Taken Aback

I think when she looked back at me, she was a little taken aback on the incoming emotion on my face. Did I know that I looked like I was about to cry? No.... And, I didn't want to look that way. Must, hide.

She tilted her head, but pushed it aside, because she still saw my fake smile. "Where are we going?" She asked.

I laughed quietly. "Ah, we are going someplace in the Everfree that we've never been before. You'll see." I said, following my scents as they guided me to the correct place.

"Okay." She said nodding, and smiling. Lucy trotted back over to Echo, while they talked to each other...

I just walked in complete silence. Nothing but silence. 'You are alone.' 'They hate you.' 'They don't care.' 'You're not worth it.' 'Kill yourself.' Screamed the voices in my head. The one that was good seemed to have lost it's voice in the bombardment of the screaming, evil voices. The good voice seemed to have died... A long time ago, as well.
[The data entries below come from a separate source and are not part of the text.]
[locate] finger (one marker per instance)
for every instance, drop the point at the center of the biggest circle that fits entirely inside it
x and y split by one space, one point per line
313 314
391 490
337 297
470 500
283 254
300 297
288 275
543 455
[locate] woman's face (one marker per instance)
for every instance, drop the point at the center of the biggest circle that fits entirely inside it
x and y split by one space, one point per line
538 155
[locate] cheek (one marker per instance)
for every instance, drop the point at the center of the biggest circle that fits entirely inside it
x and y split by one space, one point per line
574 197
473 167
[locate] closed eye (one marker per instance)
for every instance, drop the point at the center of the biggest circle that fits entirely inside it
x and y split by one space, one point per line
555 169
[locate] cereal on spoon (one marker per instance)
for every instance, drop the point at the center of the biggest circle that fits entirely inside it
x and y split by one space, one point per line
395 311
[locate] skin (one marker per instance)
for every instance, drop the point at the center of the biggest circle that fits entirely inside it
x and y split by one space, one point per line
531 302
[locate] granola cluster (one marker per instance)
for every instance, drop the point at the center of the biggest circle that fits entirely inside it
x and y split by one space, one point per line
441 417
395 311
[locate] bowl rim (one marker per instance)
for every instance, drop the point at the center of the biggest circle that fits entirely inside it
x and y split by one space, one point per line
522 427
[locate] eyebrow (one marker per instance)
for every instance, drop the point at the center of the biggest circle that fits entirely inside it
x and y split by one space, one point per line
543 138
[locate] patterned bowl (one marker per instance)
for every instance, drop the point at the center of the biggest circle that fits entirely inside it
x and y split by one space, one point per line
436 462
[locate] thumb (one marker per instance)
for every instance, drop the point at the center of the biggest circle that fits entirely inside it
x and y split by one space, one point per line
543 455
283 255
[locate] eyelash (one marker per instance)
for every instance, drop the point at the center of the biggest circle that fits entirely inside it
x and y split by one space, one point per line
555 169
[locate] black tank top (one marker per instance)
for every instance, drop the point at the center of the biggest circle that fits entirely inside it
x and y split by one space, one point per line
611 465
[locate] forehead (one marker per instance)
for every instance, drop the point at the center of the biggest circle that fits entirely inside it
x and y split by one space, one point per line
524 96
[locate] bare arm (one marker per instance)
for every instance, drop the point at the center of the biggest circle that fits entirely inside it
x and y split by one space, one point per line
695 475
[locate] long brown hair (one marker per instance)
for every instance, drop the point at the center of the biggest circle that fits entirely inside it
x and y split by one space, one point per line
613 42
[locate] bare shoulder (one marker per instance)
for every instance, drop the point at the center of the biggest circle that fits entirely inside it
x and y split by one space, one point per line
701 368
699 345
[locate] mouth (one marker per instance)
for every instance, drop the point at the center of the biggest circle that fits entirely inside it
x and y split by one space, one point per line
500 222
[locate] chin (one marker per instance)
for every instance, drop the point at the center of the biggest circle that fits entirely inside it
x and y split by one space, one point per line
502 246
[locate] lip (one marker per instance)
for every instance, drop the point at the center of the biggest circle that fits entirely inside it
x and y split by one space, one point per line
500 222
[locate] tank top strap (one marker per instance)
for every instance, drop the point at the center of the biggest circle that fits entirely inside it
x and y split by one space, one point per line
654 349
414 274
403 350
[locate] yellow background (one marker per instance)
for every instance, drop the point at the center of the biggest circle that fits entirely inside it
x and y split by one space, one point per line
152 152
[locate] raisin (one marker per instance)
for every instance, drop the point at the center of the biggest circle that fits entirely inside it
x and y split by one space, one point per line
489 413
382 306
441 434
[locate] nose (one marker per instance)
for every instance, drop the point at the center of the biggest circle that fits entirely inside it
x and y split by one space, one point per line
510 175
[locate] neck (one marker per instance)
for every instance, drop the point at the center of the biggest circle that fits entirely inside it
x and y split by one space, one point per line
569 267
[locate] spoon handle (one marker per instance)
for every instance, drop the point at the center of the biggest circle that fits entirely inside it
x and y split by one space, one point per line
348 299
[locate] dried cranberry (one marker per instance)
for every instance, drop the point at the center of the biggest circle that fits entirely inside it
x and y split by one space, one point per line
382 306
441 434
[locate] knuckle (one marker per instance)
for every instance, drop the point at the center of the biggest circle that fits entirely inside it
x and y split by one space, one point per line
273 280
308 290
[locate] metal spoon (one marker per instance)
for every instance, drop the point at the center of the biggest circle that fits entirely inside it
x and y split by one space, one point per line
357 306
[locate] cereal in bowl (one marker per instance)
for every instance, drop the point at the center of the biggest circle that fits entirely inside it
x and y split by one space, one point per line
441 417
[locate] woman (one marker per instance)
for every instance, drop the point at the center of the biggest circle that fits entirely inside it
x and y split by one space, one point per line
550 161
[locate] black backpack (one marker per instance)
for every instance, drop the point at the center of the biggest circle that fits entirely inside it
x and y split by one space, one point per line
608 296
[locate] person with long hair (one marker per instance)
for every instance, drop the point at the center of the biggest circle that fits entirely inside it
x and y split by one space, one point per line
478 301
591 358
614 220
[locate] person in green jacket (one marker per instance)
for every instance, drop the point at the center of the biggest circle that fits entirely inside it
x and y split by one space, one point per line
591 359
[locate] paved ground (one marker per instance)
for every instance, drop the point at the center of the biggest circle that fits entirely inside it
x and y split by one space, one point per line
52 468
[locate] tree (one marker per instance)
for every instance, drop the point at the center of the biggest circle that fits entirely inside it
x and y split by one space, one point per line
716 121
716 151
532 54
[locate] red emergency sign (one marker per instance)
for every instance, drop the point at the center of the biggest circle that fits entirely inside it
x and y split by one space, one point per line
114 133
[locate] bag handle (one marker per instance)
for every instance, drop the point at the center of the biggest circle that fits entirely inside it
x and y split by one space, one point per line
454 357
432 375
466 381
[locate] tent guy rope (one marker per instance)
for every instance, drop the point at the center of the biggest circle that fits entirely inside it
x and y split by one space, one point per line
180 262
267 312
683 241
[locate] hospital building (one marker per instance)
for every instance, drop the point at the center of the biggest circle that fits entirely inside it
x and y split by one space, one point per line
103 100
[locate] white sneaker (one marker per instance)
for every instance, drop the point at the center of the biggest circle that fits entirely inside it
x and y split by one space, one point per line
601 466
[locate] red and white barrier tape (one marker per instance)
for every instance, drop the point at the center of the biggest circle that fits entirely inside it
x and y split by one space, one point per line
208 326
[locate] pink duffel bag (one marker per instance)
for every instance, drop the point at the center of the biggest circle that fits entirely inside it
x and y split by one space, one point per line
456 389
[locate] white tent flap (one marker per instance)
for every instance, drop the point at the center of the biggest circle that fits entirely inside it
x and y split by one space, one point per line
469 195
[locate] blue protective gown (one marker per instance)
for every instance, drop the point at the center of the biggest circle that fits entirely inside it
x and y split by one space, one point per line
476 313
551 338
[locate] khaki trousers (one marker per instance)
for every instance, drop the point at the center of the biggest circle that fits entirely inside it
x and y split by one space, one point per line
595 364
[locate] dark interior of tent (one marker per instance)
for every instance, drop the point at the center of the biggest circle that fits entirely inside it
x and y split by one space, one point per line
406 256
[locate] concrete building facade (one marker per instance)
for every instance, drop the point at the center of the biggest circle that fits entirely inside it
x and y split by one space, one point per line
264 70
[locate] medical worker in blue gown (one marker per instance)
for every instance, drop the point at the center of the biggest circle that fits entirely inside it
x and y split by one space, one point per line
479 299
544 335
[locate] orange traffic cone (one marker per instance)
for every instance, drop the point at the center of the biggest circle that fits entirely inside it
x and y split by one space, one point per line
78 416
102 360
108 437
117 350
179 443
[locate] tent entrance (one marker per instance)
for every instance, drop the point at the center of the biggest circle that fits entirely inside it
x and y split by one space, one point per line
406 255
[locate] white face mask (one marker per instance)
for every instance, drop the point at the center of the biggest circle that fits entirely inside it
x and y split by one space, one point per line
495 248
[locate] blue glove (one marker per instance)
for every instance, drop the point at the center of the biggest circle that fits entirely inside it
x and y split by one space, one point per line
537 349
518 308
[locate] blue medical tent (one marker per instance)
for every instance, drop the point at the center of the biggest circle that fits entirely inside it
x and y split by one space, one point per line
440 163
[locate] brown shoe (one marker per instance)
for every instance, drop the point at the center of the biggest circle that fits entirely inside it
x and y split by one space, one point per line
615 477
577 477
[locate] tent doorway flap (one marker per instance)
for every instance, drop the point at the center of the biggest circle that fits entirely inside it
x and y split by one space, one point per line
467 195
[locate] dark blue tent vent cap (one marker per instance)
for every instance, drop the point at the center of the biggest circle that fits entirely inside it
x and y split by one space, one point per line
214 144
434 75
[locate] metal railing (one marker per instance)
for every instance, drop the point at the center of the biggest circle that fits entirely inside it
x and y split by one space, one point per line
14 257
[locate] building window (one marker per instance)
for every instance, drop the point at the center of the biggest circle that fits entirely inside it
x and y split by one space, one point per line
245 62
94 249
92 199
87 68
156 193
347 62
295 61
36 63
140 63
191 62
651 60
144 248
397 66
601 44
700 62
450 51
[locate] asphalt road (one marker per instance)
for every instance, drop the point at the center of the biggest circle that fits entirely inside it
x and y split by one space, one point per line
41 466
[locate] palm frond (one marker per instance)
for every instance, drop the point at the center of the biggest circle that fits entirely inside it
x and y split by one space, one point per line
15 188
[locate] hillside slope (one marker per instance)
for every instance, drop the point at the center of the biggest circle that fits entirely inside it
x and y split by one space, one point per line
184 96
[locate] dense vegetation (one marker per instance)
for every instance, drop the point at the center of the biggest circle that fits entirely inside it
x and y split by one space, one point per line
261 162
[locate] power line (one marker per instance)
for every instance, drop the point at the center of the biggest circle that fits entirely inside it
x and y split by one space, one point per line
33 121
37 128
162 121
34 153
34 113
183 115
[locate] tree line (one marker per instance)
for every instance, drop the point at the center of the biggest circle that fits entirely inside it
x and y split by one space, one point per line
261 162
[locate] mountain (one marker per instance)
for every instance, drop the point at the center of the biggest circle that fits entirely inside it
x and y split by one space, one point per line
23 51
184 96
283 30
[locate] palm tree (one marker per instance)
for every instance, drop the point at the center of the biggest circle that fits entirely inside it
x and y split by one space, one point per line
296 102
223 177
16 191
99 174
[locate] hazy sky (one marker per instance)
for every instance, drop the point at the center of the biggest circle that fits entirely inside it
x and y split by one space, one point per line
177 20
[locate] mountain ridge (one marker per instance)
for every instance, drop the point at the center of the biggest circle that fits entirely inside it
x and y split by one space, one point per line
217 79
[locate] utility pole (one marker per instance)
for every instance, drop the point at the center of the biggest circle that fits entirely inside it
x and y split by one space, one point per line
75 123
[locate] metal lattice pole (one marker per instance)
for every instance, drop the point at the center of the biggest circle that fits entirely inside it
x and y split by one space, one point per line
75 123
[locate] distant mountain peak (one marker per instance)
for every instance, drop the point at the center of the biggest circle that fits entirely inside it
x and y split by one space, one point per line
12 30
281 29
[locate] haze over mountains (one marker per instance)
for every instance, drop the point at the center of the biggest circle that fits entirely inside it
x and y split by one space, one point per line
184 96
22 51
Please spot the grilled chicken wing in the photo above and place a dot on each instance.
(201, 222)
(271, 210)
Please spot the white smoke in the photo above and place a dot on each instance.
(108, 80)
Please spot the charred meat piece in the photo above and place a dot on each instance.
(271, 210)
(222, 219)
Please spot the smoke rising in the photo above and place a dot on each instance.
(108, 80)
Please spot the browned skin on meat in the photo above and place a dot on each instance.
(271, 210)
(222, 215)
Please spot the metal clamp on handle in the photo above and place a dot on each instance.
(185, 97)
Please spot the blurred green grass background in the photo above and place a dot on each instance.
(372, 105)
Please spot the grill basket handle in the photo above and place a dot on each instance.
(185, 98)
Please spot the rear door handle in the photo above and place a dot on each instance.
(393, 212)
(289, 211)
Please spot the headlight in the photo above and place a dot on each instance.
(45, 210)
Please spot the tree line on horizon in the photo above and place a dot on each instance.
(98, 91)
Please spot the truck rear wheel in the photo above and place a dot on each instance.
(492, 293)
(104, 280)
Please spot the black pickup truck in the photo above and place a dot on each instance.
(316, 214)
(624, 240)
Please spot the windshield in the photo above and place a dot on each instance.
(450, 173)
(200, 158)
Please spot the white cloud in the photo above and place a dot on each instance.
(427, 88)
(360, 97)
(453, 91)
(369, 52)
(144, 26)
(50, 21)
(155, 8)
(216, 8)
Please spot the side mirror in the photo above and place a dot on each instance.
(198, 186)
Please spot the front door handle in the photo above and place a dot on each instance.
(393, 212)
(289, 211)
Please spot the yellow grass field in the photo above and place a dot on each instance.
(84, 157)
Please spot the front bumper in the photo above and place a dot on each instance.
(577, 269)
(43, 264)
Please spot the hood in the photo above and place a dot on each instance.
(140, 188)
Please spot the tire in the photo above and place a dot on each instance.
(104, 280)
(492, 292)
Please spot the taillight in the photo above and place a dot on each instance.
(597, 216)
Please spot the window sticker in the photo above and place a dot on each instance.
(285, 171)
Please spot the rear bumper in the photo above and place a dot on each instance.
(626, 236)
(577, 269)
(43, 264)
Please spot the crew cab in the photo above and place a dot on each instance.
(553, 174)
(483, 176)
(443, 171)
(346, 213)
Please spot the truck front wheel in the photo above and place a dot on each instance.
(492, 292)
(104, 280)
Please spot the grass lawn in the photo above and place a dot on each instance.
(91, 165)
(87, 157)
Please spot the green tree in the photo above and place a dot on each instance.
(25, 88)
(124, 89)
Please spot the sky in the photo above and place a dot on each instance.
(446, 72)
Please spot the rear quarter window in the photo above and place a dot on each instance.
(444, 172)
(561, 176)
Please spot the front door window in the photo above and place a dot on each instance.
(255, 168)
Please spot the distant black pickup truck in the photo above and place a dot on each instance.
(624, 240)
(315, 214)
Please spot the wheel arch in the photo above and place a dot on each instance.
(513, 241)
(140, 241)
I was... Empty. Here's the thing... Most ponies think depression is just feeling sad... And, that, in itself is pretty sad. Depression is much more than that...

Sadness, anger, and the most common: Emptiness. Now there was a lot more feelings that collided onto each other when you are depressed. Pretty soon, you'll start to be depressed about feelings itself.

Drowning? Burred alive? Screaming but no one can hear you? Burning alive? Yes. All examples of what it feels like, but worse.

Even when ponies try to help, depression makes them go away... I don't seek attention. No one whom is truly depressed does...

I snapped out of it, and I noticed that we were really close to our destination... I was excited... And, I hope the others were, too.